A little over a week ago, a protest turned into a riot at the University of California, Berkeley, causing the cancellation of Milo Yiannopoulos’s scheduled talk. As a student at Berkeley, I wanted to take this opportunity to discuss the significance of this event.
Protests are not abnormal at UC Berkeley. Historically, the campus has been entangled in protests and is known as ground zero for the Free Speech Movement. I encountered a protest when I first visited the school, and I continue to encounter them every few weeks around campus. However, these protests were nothing like the riot surrounding Milo.
In the weeks preceding Milo’s talk, there was an unusual tension clouding the campus. Flyers and chalk art from organizations advocated extreme action to stop Milo from speaking. After all, he spouts inflammatory remarks and hate speech. His imminent arrival on a historically liberal and politically active campus was analogous to holding a lit match above a field of gasoline.
Sure enough, thousands of protestors gathered in front of the venue that night. What began as a peaceful gathering of people turned into a violent protest complete with fire, violence, and vandalism, ultimately forcing the cancellation of Milo’s talk.
This is problematic for several reasons.
Berkeley touts itself as the home of the Free Speech Movement. So how is rioting to shut down a talk from a guest speaker consistent with this status?

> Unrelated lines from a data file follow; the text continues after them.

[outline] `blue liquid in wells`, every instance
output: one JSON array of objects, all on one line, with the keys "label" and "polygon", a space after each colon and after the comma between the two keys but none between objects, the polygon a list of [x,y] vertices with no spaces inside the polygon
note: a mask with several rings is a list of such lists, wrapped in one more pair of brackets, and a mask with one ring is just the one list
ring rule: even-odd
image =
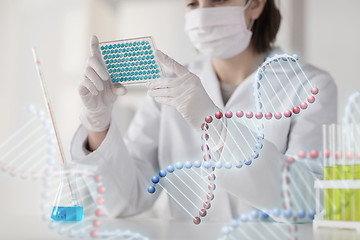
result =
[{"label": "blue liquid in wells", "polygon": [[82,206],[54,207],[51,218],[54,221],[79,222],[84,218],[84,209]]}]

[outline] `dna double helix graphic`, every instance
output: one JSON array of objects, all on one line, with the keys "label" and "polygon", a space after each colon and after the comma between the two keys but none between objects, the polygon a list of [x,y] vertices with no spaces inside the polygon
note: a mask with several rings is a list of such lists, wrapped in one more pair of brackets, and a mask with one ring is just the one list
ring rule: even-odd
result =
[{"label": "dna double helix graphic", "polygon": [[[42,219],[50,229],[62,236],[79,239],[91,237],[93,239],[139,239],[147,237],[130,231],[129,229],[106,229],[102,227],[106,219],[104,209],[105,186],[102,176],[93,169],[80,169],[73,166],[62,169],[59,166],[59,154],[53,127],[45,111],[34,105],[27,107],[29,120],[15,133],[0,144],[0,169],[11,177],[23,180],[41,180],[43,192],[40,204]],[[81,195],[84,218],[82,221],[61,222],[54,221],[56,194],[63,177],[82,179],[78,190]],[[92,189],[89,191],[89,189]],[[90,193],[91,192],[91,193]],[[71,193],[64,191],[61,199],[70,199]],[[75,216],[75,215],[74,215]]]},{"label": "dna double helix graphic", "polygon": [[269,57],[258,68],[255,91],[262,103],[260,116],[266,119],[290,118],[315,102],[314,87],[298,62],[298,56],[279,54]]},{"label": "dna double helix graphic", "polygon": [[[148,192],[154,194],[159,186],[199,224],[200,218],[206,216],[205,207],[216,196],[215,192],[203,191],[206,185],[215,191],[216,172],[251,167],[262,154],[266,121],[290,119],[315,102],[319,89],[310,82],[298,60],[288,54],[265,59],[253,82],[254,108],[207,116],[201,125],[203,159],[160,170],[152,178]],[[189,177],[190,171],[195,173]],[[203,186],[199,186],[200,182]]]},{"label": "dna double helix graphic", "polygon": [[[62,192],[61,196],[56,197],[58,194],[58,187],[64,179],[77,178],[82,180],[80,187],[77,190],[81,194],[82,208],[84,218],[81,221],[53,221],[51,217],[56,211],[56,201],[54,199],[71,199],[72,194]],[[79,185],[78,185],[79,186]],[[65,184],[66,187],[66,184]],[[43,193],[41,204],[42,219],[48,227],[57,232],[61,236],[68,236],[74,239],[90,237],[92,239],[139,239],[147,240],[148,238],[140,233],[132,232],[129,229],[107,229],[103,226],[106,222],[106,209],[104,203],[106,201],[105,186],[102,183],[102,176],[97,174],[92,169],[78,169],[74,167],[67,167],[65,169],[52,168],[51,174],[45,175],[43,178]],[[59,211],[59,210],[58,210]],[[76,213],[74,213],[76,215]]]},{"label": "dna double helix graphic", "polygon": [[[323,153],[301,150],[283,159],[279,185],[282,203],[273,209],[253,210],[240,214],[222,228],[219,240],[226,239],[302,239],[296,223],[310,222],[315,216],[313,181],[304,182],[296,165],[308,167],[307,161],[321,166]],[[313,177],[313,180],[316,176]],[[276,222],[274,222],[275,219]],[[278,224],[282,223],[282,224]],[[271,224],[271,225],[269,225]],[[248,231],[246,231],[248,229]],[[249,235],[251,233],[251,236]]]},{"label": "dna double helix graphic", "polygon": [[54,132],[45,112],[34,105],[27,107],[29,120],[0,144],[0,169],[22,179],[39,179],[55,164]]}]

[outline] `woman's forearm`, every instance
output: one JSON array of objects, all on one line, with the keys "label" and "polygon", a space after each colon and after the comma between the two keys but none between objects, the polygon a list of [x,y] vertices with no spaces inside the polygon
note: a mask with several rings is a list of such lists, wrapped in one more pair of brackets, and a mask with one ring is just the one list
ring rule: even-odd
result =
[{"label": "woman's forearm", "polygon": [[106,134],[109,129],[103,131],[103,132],[93,132],[88,131],[88,142],[89,142],[89,150],[95,151],[98,149],[98,147],[101,145],[101,143],[104,141]]}]

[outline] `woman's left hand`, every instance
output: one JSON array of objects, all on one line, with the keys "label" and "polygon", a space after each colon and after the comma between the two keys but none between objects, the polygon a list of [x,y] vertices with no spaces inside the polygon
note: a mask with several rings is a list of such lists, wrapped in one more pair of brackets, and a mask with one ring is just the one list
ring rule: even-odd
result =
[{"label": "woman's left hand", "polygon": [[163,52],[157,50],[155,54],[176,77],[148,81],[148,94],[159,103],[175,107],[191,127],[200,130],[205,117],[220,109],[210,99],[198,76]]}]

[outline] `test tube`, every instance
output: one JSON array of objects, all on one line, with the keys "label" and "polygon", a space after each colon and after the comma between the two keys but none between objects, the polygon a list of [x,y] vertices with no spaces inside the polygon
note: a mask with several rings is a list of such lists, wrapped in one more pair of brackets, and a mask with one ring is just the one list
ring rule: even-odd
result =
[{"label": "test tube", "polygon": [[[335,165],[334,165],[334,180],[342,180],[344,178],[343,152],[342,152],[342,132],[341,126],[336,125],[334,129],[334,150],[335,150]],[[344,189],[336,188],[333,192],[334,197],[334,220],[341,221],[344,218]]]},{"label": "test tube", "polygon": [[[360,180],[360,125],[353,124],[352,130],[354,146],[353,179]],[[360,221],[360,189],[354,190],[353,198],[353,220]]]},{"label": "test tube", "polygon": [[[333,162],[331,161],[331,126],[323,125],[323,162],[324,162],[324,180],[333,179]],[[333,220],[333,204],[332,204],[332,189],[324,189],[324,208],[325,219]]]},{"label": "test tube", "polygon": [[[342,162],[343,162],[343,179],[344,183],[349,182],[348,180],[353,179],[353,127],[352,124],[343,125],[342,129]],[[343,190],[342,201],[343,201],[343,219],[344,221],[353,220],[353,199],[354,189],[346,188]]]}]

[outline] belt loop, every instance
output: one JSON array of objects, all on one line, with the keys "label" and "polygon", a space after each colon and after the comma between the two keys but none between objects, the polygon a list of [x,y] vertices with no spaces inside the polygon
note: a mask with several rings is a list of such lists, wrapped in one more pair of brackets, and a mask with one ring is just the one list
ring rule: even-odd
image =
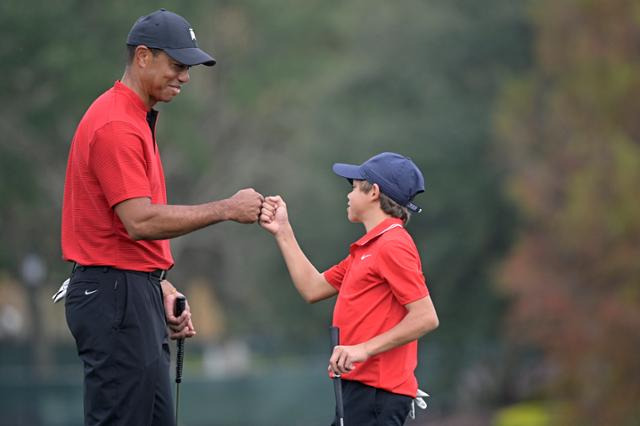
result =
[{"label": "belt loop", "polygon": [[71,275],[73,275],[73,273],[76,271],[76,269],[78,269],[78,263],[73,262],[73,267],[71,268]]},{"label": "belt loop", "polygon": [[167,270],[163,269],[160,271],[160,281],[164,280],[165,277],[167,276]]}]

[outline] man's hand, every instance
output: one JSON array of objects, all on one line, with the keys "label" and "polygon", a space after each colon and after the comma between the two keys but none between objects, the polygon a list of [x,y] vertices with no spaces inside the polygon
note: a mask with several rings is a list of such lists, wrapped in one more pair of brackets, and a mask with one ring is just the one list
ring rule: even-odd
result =
[{"label": "man's hand", "polygon": [[334,375],[342,375],[356,368],[354,363],[364,362],[367,359],[369,359],[369,353],[365,349],[364,343],[354,346],[338,345],[333,348],[328,370]]},{"label": "man's hand", "polygon": [[288,224],[289,216],[284,200],[279,195],[265,198],[260,212],[260,226],[277,236]]},{"label": "man's hand", "polygon": [[184,312],[179,317],[173,314],[173,308],[176,303],[176,298],[182,296],[181,293],[167,280],[160,282],[162,287],[162,298],[164,302],[164,313],[167,317],[167,326],[169,326],[171,339],[183,339],[196,335],[196,330],[191,322],[191,309],[189,308],[189,302],[186,303]]},{"label": "man's hand", "polygon": [[254,223],[260,217],[264,197],[253,188],[241,189],[227,200],[229,220],[239,223]]}]

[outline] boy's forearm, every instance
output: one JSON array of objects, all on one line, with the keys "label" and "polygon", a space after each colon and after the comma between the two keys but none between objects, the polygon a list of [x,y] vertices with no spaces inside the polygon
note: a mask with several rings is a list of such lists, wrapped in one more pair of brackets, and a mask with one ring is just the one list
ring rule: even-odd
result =
[{"label": "boy's forearm", "polygon": [[300,248],[290,224],[278,232],[276,242],[282,252],[291,280],[302,298],[309,303],[314,303],[328,297],[328,295],[322,297],[323,295],[318,293],[317,285],[324,281],[324,278]]},{"label": "boy's forearm", "polygon": [[395,327],[364,342],[363,346],[369,356],[377,355],[417,340],[437,327],[435,311],[411,310]]}]

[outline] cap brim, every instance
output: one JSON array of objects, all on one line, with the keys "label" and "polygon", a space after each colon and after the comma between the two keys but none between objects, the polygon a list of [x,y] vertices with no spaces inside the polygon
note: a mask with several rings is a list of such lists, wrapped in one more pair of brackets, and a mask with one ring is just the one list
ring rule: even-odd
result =
[{"label": "cap brim", "polygon": [[207,52],[198,47],[187,47],[184,49],[163,49],[167,55],[184,65],[206,65],[212,67],[216,64]]},{"label": "cap brim", "polygon": [[335,163],[333,165],[333,173],[347,179],[365,180],[360,166],[353,164]]}]

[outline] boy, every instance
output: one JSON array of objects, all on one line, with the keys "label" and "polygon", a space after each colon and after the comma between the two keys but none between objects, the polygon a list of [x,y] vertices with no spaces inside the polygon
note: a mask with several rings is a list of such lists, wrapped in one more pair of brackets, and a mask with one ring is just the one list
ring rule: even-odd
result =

To be fair, Milo is extremely controversial, and I vehemently disagree with him and the initial decision to invite him in the first place. However, silencing a person’s free speech (a constitutional right) crosses the line. This is not an argument against protesting—in fact, I was glad so many were compelled to assemble to show their disapproval—but rather against riots. We cannot silence those with whom we disagree.
Likewise, I must also speak out against the opposing bias. Some media outlets painted the university as a sort of dangerous dystopia, where dissenting opinions are discouraged and students are pressured to join liberal movements or face alienation.
While I do sometimes feel alienated for my beliefs, this is no fault of the university. Instead, this is reflective of a larger shift in our political culture toward increasing polarization.
We are constantly faced with an “in-group/out-group” mentality, where if you aren’t with someone, you’re actively against them. This mentality permeates all aspects of life—politically charged debates on campus, analyzing the different biases present in media, and even those all-too-familiar and uncomfortable political discussions with your family. While it might be more apparent in universities, it is not less present in other parts of life.
On the night of the riot, I was in class several hundred feet away. The windows shook and I was unaware of exactly what was going on outside. With steely determination, I had to brave my way through the crowd to get back to my apartment.
Walking through the crowd was terrifying. A tree was engulfed in fire, students had large makeshift shields, and many wore masks. I simultaneously worried about being identified as a violent student protestor by the media or as a dissenting non-participant by my peers.
Thankfully, I made it back home safely. However, this riot caused me to reflect on a deeper issue: How can we, as a country, move forward when we view non-support as opposition?
When we view our own opinions as absolute truth, we lose the ability to learn from other perspectives. Without this valuable insight, progress is inhibited.
This is not to defend hate speech or criticize civil disobedience, but is rather a deeper criticism of the current political climate in America.
When we have the courage to recognize others not as sources of conflict but instead as integral parts of a solution, then we will be able to more successfully affect change for the better.